Noisy Feminists, Neoliberal Sophrosyne, & Lemonade’s Demonic Calculus–my talk at NYU Musicology 4/27/17

I’m speaking at NYU’s Music Colloquium on Thursday April 27th. Here’s the text of my talk. I’ve put the introduction below.

 

Anne Carson’s “The Gender of Sound” studies the women of classical Greek literature. They are presented as “a species given to disorderly and uncontrolled outflow of sound”; unless carefully managed by husbands and the law, women’s loose lips (in both senses of the term) will upset overall “harmonious” order of the city. That’s why the ancient Greeks thought women’s disharmonious sounds acted as “as political disease.” Emphasizing the relationship the Greeks drew between sonic harmony and social harmony, Carson’s analysis of gendered sounds hinges on the concept of sophrosyne; often translated as “moderation,” sophrosyne was directly tied to ancient Greek theories of musical harmony as geometric proportion. For example, philologist Helen North, who wrote the two books on sophrosyne, argues that “Plato’s later definition of sophrosyne,” the one in the Republic and Laws, appears “in unmistakably Pythagorean terms as harmonic proportion (Rep. 431D ff)” (North 1966 164).

 

Unpacking the music theory behind Carson’s analysis reveals what is culturally and historically specific about the concept of sophrosyne she uses. Harmony-as-geometric-proportion suited a particular variation of patriarchy. If we update the concept of harmony on which we model sophrosyne to accord with contemporary acoustics’ understanding of interacting frequencies, Carson’s analysis has a lot to tell us about the variations of patriarchy we experience in the present, and how we feminize sounds and speakers that feel politically malignant.

 

Today, feminine-presenting phenomena can “lean in” to patriarchal privilege and avoid the negative effects of structural feminization by exhibiting the proper balance between signal and noise. Conversely, femininities that feel immoderately noisy or loud because they distort rather than amplify patriarchy are structurally feminized. Filtering healthy from unhealthy noise is how post-feminist patriarchy accomplishes the work of gendering, that is, of separating those with access to institutionalized patriarchal privilege from those without it. This filtering is a kind of sophrosyne, a practice of moderation modeled on contemporary acoustics’ understanding of harmony as a relationship that emerges from interacting frequencies. Contemporary patriarchy needs women to make lots of noise, because it is from that noise that white supremacist patriarchy emerges as signal.
The first section of this talk argues that sophrosyne is a technology that post-feminist patriarchy uses to gender and racialize women. After unpacking Carson’s use of sophrosyne, I then consider two contemporary examples of gendered, feminine and “feminist” noise: “loud” feminists of color on social media, and the feminist “voices” that are legible to mainstream institutions as acceptable political disruption.
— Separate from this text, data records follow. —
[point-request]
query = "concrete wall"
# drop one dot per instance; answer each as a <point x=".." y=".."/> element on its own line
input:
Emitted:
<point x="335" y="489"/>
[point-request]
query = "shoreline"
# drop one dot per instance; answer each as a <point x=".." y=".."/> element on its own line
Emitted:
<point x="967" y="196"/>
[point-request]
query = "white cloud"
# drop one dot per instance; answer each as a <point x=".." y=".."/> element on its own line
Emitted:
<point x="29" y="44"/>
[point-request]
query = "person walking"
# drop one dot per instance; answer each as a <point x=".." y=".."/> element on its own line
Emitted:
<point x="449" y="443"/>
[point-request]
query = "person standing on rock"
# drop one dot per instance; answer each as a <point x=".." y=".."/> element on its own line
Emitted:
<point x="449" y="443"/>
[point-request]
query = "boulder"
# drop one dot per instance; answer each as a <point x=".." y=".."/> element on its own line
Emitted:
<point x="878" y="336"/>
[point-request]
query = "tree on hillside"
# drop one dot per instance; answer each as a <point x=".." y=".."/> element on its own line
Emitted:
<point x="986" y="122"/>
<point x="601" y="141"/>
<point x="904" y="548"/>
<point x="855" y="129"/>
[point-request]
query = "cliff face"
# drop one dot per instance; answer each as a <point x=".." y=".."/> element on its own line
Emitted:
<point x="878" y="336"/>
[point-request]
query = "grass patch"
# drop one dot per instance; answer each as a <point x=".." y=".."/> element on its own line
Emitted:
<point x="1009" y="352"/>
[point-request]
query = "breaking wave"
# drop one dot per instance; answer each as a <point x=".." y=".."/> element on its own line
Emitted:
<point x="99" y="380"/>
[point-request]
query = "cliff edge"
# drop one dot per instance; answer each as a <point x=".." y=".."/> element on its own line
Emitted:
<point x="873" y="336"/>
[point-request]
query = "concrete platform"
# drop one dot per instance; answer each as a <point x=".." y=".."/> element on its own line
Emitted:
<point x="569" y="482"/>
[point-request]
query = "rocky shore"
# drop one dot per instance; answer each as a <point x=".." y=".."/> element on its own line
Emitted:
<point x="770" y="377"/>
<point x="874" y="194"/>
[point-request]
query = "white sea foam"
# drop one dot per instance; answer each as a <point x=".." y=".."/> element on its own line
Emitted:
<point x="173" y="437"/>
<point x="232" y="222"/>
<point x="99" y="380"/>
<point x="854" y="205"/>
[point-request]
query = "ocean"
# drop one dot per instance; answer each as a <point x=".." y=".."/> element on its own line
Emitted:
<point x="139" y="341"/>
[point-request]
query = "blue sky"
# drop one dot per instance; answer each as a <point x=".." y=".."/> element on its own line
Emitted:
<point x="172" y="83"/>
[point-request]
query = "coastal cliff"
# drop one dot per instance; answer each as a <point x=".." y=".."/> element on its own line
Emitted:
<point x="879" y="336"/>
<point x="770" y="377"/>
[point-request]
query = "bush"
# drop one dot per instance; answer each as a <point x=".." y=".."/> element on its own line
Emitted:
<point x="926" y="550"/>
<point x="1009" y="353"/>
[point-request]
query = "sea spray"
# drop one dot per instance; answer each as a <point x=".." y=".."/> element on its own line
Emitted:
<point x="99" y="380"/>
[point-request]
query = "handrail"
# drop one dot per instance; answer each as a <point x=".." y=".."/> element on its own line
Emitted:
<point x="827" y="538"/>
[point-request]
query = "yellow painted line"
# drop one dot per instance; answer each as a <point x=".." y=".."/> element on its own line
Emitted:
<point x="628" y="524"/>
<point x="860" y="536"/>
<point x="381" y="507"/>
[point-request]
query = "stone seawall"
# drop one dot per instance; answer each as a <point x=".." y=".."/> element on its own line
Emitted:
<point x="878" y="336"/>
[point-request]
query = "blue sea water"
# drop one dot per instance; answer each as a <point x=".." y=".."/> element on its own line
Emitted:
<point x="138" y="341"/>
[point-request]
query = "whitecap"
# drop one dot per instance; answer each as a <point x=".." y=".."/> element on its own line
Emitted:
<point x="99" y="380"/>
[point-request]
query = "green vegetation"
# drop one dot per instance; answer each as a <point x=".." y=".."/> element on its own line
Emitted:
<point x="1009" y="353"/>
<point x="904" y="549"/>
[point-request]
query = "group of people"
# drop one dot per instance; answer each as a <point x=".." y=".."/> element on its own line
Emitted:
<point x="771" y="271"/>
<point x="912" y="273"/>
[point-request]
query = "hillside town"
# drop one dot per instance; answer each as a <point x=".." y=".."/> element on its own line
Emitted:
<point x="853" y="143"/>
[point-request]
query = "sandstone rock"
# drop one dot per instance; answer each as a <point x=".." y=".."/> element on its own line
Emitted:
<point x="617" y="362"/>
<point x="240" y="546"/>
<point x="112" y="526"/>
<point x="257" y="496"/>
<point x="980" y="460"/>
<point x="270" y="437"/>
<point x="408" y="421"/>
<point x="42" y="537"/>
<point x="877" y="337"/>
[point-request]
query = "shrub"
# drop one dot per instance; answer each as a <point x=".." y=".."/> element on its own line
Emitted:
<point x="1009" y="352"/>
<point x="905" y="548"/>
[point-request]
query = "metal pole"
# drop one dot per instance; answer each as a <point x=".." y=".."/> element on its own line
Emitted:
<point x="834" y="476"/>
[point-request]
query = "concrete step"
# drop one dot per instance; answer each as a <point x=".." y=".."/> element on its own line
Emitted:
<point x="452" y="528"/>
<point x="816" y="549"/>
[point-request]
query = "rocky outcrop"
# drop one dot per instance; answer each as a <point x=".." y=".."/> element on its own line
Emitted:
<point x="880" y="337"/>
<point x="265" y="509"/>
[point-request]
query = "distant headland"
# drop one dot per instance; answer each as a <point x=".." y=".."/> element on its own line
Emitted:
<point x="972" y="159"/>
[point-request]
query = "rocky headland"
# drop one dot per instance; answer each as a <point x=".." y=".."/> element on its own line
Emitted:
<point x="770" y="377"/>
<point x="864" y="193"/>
Finally, I use the concept of acoustic sophrosyne to explain how these feminine and feminist noises are produced by and productive of post-identity patriarchy. The second section of this talk considers Katherine McKittrick’s concept of “demonic calculus” as a black feminist response and alternative to post-feminist sophrosyne. A practice of “count[ing] it out differently” (MBL 23), demonic calculus reapportions sophrosyne’s “harmonic” ratios so that they rationalize black women’s experiences under white supremacist patriarchy. I conclude by showing several ways demonic calculus works as a compositional strategy in Beyonce’s 2016 album Lemonade.